8.4 Bank Reconciliation Flashcards
Definition of Bank Statement Terms
What are common types of timing differences in bank reconciliation?
Direct deposits, direct payments, cheques not yet presented, deposits in transit, dishonoured cheques.
What is a direct deposit?
The customer deposits cash or cheques with the bank directly or transfers funds directly into the business bank account through a credit transfer.
What is a direct payment?
The bank pays interest on deposits directly into the business bank account.
What is a standing order?
An instruction to the bank to pay a specific amount of money to a specific payee from the payer’s account on a regular basis.
An example of a standing order in Singapore is the Interbank GIRO (IBG).

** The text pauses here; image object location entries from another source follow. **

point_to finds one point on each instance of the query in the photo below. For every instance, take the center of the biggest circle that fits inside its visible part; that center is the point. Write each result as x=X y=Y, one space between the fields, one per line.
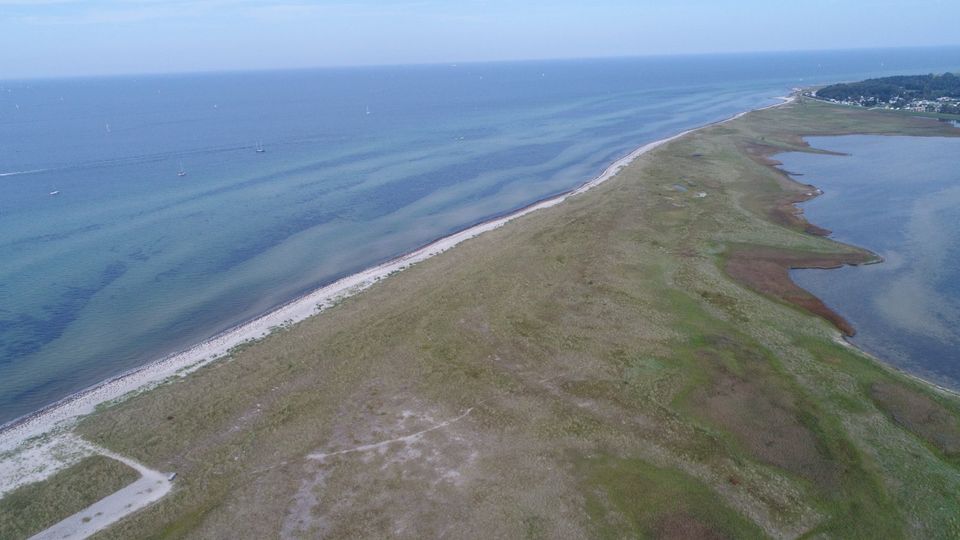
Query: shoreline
x=61 y=414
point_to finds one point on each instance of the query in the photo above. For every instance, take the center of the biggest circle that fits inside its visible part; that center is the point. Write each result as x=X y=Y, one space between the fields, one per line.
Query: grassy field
x=613 y=367
x=32 y=508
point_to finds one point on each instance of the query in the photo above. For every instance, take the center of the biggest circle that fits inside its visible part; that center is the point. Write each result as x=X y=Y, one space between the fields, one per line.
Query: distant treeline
x=905 y=87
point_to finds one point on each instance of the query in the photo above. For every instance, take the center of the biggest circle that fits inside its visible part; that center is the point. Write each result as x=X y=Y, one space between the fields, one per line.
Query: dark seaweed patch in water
x=25 y=334
x=405 y=191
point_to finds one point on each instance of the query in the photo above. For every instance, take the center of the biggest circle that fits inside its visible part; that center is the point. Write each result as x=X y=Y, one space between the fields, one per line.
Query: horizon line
x=224 y=71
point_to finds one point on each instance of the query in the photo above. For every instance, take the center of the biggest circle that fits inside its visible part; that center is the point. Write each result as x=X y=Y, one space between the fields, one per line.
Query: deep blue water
x=899 y=197
x=131 y=262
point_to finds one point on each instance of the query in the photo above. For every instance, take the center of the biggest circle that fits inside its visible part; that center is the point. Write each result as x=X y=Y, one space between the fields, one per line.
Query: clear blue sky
x=83 y=37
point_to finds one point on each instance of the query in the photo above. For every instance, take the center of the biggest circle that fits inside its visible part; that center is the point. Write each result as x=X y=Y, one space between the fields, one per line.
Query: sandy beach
x=60 y=416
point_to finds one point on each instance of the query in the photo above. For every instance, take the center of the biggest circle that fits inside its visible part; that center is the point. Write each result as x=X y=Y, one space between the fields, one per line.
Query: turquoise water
x=899 y=197
x=130 y=261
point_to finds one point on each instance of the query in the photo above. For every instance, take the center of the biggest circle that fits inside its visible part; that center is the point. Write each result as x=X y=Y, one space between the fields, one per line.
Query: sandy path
x=406 y=438
x=37 y=434
x=150 y=487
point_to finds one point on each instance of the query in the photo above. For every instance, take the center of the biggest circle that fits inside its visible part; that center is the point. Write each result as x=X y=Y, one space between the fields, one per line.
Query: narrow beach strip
x=61 y=416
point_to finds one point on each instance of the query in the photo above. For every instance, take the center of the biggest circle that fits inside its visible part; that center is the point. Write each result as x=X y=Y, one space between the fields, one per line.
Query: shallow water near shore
x=899 y=197
x=128 y=261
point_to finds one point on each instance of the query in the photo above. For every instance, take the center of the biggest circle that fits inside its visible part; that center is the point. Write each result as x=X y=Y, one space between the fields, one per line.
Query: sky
x=49 y=38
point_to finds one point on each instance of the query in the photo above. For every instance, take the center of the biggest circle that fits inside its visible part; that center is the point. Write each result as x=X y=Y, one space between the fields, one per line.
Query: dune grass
x=34 y=507
x=601 y=373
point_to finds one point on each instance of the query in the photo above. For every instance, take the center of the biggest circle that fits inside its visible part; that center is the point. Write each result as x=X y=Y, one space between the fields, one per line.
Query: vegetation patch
x=34 y=507
x=632 y=498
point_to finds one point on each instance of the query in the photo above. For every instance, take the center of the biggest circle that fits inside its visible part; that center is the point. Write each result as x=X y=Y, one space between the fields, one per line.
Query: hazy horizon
x=215 y=70
x=69 y=38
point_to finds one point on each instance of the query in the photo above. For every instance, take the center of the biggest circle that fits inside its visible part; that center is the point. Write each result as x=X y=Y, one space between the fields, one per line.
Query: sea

What happens with cheques not yet presented?
The business has issued a cheque to its supplier but the supplier has not presented the cheque to the bank for payment yet.
What are deposits in transit?
The business has deposited the cheque with the bank but the bank has not processed the cheque yet.
What are dishonoured cheques?
The bank rejects a cheque that the business has previously deposited.
What can cause differences in ending balances during bank reconciliation?
Errors made by the business or the bank.
When is bank reconciliation usually performed?
At the end of the month when the bank statement is received.
How has technology impacted bank reconciliation?
Bank reconciliation can now be performed daily.
What is the significance of bank charges?
When the business uses the bank’s services, it has to pay bank charges.